Influenza A and B viruses have
segmented genomes, each comprising eight negative-strand RNAs. The
virion RNAs are complexed with nucleoprotein (NP) and subunits of the
RNA-dependent RNA polymerase (PA, PB1, and PB2) to form viral
ribonucleoproteins (vRNPs) (18). After the entry and
uncoating of the virus, vRNPs enter the cell nucleus, where
transcription and replication of the viral RNA takes place. The NP
facilitates the nuclear import of vRNPs by interacting with proteins
belonging to the karyopherin
family of nuclear transport factors
(NPI-1 and NPI-3) (27-29). In addition, the NP of influenza
A virus has been implicated in the determination of host range
(32), the initiation of viral mRNA synthesis (3),
RNA elongation (11), and the switch between mRNA and cRNA
synthesis (antitermination) (5).
The region of the influenza A virus NP responsible for RNA binding has
been mapped to the N-terminal third of the protein, specifically
between residues 1 and 77 and 79 and 180 (1, 17).
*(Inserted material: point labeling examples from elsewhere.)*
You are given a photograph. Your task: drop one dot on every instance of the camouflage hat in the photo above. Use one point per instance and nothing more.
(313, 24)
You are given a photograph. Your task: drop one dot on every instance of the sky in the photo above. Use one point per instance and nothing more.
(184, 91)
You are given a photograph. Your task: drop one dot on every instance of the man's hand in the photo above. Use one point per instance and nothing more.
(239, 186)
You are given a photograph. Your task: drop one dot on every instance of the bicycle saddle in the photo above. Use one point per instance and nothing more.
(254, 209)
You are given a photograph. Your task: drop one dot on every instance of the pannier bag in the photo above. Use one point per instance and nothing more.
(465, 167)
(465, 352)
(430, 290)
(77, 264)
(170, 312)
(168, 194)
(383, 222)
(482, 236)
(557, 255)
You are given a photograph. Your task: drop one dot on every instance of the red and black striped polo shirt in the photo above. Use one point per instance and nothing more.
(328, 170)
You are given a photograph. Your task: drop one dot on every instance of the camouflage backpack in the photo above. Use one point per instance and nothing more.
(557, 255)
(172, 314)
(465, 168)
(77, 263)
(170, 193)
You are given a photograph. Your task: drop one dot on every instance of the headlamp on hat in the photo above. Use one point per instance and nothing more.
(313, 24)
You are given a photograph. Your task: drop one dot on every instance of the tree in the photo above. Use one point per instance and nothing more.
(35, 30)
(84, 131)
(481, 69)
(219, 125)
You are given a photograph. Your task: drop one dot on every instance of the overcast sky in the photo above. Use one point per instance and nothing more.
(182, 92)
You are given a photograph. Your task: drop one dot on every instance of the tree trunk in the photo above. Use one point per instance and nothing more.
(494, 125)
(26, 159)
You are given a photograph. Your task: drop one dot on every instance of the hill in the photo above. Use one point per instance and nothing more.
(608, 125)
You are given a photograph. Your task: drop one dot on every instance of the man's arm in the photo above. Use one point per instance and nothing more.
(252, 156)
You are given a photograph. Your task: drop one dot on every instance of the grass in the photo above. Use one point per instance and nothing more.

Recently,
it was reported that the N terminus of influenza A virus NP also
contains a nonconventional nuclear localization signal (NLS) (25,
34). Significantly, influenza B virus NP lacks homology to the A
virus protein at the N terminus. For all influenza B virus isolates for
which the sequences are available (7, 9, 13, 20, 31), the NP
is 50 amino acids longer at the N terminus than the A virus protein,
and indeed lacks homology to influenza A virus NP over the first 69 residues (Fig. 1). The length and amino
acid sequence of the N-terminal extension are highly conserved among
influenza B virus NPs, implying that it may have a conserved function.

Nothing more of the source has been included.